Tuesday, 30 December 2008

Crusade 24





Well Michelle...three crusades in row! Didn't I do well?





Crusade 24 is all about writing our ‘final wishes’ for our loved ones. This was prompted by the death of Michelles sister in the latter part of 2008 and whilst Michelle acknowledged that some people would not want to partake in this challenge she nevertheless felt the need to encourage us to document our final wishes. You can find her blog post here

http://michelleward.typepad.com/how_cool_is_that/2008/10/crusade-no-24-final-wishes.html

In 2002 the possibility of dying was very real to me. I had been diagnosed with Bowel Cancer one day and was operated on the next day. The next few months were very difficult and I did actually spend a lot of time planning my funeral. It used to really upset me but it was a process that was crucial to my acceptance of where I was...at that time. I really felt it was necessary. I once tried to talk to my daughter about my wishes but it upset her and she didn't want to talk about it. She thought I was being dramatic!
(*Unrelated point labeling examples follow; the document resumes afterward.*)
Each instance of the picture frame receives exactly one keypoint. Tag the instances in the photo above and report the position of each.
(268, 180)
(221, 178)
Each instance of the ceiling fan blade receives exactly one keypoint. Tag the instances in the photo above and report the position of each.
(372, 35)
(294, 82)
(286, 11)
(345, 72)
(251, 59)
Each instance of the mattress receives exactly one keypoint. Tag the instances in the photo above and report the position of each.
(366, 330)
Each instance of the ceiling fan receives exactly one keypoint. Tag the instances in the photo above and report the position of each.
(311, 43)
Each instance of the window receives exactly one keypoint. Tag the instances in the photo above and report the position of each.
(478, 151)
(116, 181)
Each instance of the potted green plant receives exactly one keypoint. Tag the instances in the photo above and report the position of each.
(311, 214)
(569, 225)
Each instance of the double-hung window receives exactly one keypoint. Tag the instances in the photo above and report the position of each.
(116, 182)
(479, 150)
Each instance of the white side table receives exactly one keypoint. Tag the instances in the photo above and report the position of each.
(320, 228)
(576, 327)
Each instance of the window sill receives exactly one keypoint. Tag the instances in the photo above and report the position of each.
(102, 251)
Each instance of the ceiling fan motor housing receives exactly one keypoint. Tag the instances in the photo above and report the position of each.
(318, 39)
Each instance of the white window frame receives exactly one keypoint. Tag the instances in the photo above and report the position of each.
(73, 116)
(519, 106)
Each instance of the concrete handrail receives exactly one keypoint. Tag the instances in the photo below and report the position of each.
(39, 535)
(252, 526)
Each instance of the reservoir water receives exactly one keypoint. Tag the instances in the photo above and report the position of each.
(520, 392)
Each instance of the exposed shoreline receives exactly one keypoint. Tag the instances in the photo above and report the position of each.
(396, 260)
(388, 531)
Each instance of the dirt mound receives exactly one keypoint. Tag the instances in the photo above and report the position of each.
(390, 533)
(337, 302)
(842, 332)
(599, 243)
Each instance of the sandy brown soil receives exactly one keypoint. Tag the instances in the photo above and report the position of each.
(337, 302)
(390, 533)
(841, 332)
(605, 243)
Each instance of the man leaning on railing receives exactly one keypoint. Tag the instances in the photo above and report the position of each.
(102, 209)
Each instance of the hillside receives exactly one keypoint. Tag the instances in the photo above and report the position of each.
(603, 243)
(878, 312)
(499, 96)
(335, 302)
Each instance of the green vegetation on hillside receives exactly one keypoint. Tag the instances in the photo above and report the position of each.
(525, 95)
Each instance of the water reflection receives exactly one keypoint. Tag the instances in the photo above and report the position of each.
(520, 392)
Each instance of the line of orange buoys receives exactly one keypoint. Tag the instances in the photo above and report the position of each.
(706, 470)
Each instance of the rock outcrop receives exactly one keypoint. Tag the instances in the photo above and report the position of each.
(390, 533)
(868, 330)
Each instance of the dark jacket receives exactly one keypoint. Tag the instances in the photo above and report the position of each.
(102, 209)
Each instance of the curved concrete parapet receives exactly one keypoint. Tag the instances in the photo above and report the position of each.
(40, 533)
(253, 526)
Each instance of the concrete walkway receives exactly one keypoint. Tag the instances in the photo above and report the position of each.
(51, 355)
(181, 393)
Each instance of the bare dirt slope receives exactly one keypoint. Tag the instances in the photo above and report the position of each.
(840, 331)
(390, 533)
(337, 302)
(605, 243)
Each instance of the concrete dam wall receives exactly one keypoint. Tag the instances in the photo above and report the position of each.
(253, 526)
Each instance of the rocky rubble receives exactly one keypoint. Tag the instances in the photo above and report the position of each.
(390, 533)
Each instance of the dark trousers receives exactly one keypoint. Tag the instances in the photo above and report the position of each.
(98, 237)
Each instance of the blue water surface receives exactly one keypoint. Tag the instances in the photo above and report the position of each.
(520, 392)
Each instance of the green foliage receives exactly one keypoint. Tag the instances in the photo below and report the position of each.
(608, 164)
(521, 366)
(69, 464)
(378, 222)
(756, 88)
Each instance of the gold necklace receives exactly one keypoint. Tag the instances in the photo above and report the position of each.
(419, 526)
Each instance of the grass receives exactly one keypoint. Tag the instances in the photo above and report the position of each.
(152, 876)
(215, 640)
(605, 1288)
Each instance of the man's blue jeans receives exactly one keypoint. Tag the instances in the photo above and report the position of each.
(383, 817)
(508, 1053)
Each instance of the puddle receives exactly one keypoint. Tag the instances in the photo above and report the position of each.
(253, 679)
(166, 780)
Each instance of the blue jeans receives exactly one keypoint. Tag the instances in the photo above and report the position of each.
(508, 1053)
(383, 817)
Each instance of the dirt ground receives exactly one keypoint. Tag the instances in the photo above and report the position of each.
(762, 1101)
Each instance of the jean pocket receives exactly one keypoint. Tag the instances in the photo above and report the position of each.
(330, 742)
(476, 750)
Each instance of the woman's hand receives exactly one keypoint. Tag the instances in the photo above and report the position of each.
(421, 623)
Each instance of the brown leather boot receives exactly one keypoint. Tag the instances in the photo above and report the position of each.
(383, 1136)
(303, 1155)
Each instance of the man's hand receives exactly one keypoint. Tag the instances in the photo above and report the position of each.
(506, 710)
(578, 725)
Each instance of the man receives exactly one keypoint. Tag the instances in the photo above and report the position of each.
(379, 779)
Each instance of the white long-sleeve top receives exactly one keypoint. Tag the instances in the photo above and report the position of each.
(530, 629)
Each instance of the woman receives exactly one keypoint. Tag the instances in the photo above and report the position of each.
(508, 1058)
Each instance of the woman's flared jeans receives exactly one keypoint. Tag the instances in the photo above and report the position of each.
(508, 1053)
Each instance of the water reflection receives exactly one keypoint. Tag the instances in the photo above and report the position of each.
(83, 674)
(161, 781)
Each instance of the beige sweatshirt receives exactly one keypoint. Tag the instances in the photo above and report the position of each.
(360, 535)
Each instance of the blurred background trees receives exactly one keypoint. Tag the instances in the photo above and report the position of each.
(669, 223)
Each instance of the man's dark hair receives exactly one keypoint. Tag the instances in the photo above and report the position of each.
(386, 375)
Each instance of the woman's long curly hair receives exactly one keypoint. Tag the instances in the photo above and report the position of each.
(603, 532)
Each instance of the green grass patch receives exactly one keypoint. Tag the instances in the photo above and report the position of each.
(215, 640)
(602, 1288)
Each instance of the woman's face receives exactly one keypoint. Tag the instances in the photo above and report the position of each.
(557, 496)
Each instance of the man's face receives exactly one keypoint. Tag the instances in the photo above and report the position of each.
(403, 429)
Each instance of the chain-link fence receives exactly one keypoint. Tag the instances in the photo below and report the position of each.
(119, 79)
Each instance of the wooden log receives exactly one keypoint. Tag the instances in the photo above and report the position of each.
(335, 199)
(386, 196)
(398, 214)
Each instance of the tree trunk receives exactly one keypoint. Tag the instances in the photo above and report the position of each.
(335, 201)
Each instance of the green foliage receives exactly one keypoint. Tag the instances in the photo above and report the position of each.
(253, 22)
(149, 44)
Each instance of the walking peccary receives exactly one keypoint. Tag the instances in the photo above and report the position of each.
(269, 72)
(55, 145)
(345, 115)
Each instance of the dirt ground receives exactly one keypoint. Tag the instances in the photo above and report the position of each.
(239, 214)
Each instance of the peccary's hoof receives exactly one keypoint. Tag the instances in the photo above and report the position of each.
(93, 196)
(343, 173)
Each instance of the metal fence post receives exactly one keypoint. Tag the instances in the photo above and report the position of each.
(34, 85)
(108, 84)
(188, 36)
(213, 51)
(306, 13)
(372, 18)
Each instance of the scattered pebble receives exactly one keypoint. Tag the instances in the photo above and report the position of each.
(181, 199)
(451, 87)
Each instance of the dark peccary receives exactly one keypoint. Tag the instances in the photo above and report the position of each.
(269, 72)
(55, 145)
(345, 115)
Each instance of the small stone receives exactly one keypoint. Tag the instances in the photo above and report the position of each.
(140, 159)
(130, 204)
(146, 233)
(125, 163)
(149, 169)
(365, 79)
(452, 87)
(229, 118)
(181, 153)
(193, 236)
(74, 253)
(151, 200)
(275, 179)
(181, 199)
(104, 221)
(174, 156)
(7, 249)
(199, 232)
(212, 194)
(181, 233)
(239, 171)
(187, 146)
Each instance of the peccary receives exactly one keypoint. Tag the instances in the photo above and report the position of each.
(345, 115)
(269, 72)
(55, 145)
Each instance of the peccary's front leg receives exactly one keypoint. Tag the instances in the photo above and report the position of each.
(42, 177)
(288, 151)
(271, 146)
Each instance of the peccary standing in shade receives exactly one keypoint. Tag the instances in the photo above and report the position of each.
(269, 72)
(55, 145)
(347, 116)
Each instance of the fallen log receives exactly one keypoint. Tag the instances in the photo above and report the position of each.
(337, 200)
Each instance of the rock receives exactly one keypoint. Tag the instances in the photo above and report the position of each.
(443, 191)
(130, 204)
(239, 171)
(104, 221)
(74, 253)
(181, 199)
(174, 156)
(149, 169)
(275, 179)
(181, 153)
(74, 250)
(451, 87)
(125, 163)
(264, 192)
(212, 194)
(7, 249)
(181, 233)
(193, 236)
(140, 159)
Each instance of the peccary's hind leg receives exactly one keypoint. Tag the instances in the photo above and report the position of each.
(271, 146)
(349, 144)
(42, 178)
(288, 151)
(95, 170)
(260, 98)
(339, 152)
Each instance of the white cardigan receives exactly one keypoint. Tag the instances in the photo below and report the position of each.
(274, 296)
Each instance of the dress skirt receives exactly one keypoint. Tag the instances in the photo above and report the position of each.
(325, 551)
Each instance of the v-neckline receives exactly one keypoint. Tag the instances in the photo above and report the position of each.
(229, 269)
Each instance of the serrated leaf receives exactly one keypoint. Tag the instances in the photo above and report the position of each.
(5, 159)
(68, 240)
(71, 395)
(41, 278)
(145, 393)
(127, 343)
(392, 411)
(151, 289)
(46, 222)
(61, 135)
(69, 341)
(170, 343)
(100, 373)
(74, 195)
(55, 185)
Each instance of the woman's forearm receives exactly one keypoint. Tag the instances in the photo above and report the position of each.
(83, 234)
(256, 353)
The fact is though, that these things are easier if decided upon earlier and after my good friend Ann died just before xmas at the very young age of 56 I decided that I really had to stop procrastinating and get on with it. So I sat a couple of nights ago and composed a very long but necessary letter. One copy has been attached to my art journal, the other has been placed in my jewelry box. I intend to tell all the family where it is so that there will be no question about my final wishes when the time comes. Whats good about this is that once you have a framework for it, you can add to it quite easily. I even woke last night remembering something I hadn't put in so its good that it can be modified!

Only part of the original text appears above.